Fried: Tools like ExplORer Surgical have the ability to connect other support members to cases remotely. While some solutions only provide video conferencing, ExplORer is the only full-solution company in the market that offers a best practice digital playbook with two-way audio/video communication to any OR anywhere in the world.
Fenske: Has the industry easily adapted to remote support?
Fried: Change is difficult for everyone. The nature of physician and industry relationships has mainly been in person, and the OR and procedure suites are perhaps the slowest to adopt new technology due to the intensive nature of care. However, technology has become more broadly accepted in every part of life in the past several months and we expect that to continue to apply to surgery.
Fenske: What are the worries that have been reported regarding field training and live case proctoring?
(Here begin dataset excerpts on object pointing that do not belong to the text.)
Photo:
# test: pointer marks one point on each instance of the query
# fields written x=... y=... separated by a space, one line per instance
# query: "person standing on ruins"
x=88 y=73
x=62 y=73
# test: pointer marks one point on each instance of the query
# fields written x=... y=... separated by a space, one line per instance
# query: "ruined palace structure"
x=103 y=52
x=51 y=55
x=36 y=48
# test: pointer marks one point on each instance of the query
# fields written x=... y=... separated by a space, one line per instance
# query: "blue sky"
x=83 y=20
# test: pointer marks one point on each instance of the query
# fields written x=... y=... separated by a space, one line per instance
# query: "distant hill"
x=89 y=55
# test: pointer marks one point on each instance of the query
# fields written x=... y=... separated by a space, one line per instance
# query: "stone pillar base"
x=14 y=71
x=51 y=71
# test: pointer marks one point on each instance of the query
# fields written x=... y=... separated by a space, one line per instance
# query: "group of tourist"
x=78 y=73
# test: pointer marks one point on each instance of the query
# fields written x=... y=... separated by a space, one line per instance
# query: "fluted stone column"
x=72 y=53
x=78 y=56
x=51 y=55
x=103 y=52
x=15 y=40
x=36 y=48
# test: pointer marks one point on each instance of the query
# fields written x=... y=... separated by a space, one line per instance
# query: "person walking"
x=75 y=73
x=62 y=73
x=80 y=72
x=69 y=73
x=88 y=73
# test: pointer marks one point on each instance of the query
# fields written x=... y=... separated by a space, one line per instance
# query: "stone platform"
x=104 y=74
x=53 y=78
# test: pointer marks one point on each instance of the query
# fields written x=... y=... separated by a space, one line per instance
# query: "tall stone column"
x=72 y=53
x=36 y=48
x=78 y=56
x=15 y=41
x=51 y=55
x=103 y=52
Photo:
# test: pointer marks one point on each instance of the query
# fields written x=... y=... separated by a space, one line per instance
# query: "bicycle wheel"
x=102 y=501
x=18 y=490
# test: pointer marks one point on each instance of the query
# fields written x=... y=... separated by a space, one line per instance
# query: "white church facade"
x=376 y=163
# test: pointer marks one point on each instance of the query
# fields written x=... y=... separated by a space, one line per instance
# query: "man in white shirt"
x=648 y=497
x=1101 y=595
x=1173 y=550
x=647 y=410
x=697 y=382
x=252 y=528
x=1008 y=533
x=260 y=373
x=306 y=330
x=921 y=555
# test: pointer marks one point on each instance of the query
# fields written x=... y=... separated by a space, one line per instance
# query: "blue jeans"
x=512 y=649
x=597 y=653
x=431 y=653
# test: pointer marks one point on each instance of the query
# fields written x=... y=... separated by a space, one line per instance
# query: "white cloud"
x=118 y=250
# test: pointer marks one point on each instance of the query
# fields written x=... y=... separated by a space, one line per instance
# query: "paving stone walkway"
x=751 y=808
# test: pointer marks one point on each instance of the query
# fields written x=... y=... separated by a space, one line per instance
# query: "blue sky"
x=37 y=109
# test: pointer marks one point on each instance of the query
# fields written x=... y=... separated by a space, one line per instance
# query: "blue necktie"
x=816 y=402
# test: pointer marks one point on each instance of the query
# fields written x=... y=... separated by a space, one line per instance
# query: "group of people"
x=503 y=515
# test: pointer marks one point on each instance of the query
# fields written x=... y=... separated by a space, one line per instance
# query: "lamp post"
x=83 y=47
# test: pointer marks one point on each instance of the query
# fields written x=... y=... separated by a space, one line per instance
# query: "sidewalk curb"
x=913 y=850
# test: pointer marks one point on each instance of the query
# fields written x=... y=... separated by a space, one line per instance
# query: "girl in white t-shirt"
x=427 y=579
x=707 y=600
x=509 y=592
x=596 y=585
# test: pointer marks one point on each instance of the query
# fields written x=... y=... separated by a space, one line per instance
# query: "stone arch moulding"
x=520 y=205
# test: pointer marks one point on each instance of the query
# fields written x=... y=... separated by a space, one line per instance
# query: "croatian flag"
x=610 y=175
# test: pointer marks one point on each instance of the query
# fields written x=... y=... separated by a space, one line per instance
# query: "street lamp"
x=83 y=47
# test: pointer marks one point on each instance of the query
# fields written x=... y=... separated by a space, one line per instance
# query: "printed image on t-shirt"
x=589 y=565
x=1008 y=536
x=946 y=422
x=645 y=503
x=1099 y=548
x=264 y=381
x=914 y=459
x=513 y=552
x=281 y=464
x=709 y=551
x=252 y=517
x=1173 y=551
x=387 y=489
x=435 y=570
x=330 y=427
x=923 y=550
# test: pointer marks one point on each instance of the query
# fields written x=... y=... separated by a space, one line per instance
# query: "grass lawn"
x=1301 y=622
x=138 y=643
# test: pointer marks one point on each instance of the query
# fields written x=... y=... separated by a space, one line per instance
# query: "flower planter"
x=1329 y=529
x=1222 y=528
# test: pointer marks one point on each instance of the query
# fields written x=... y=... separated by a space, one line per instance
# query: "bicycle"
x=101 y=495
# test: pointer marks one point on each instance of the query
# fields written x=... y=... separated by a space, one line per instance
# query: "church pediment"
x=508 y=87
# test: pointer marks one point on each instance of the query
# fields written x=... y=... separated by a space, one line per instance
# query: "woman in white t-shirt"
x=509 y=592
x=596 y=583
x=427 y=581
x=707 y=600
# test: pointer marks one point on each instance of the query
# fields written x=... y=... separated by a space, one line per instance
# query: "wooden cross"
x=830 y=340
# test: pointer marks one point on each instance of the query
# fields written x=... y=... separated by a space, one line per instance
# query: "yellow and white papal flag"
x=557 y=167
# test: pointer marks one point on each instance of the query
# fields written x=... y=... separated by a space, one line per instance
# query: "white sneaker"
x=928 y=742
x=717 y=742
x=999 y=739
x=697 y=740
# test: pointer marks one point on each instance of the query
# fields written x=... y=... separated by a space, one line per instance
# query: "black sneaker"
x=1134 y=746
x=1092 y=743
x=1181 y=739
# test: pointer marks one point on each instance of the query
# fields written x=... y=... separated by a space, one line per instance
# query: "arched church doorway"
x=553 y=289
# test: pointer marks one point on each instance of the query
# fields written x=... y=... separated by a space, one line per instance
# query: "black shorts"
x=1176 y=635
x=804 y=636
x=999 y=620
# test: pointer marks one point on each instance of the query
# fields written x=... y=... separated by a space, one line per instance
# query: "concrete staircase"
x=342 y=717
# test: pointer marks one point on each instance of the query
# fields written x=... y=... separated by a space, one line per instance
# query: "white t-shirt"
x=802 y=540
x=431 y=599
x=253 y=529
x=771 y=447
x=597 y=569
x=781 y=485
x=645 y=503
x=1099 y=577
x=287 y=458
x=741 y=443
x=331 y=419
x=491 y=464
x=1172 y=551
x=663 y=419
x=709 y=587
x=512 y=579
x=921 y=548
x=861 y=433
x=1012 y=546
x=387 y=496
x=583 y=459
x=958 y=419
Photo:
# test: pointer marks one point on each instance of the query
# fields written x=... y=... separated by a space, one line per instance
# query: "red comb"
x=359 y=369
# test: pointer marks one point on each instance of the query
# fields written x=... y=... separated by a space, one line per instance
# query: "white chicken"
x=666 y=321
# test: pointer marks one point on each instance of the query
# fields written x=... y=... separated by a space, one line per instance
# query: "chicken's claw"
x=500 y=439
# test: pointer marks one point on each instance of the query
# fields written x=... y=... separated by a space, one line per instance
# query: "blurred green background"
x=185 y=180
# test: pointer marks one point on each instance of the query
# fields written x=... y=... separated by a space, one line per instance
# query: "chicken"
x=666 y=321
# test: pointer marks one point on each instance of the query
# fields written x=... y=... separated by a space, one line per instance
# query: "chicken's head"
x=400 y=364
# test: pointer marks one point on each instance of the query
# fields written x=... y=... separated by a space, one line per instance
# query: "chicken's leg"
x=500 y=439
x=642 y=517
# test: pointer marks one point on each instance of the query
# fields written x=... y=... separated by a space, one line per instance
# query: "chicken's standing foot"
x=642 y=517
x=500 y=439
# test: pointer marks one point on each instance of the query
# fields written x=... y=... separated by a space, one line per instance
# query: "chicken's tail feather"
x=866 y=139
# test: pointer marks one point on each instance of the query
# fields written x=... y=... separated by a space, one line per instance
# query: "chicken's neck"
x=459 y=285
Fried: It can be a challenge to adequately train reps because there is a limited number of observable cases due to travel and hospital access restrictions. Other challenges include getting proctors to cases to train new physicians and nuances of training people on a complex device without having enough hands-on training.
Fenske: What trends that have developed in case support do you see sticking around long past the end of the pandemic?
Fried: Hybrid models are here to stay. Connected solutions will allow medical device professionals, both inside and outside the sales organization, to view and support cases remotely. In addition, procedures will continue to shift to less-expensive care settings, such as ambulatory surgery centers and in-office.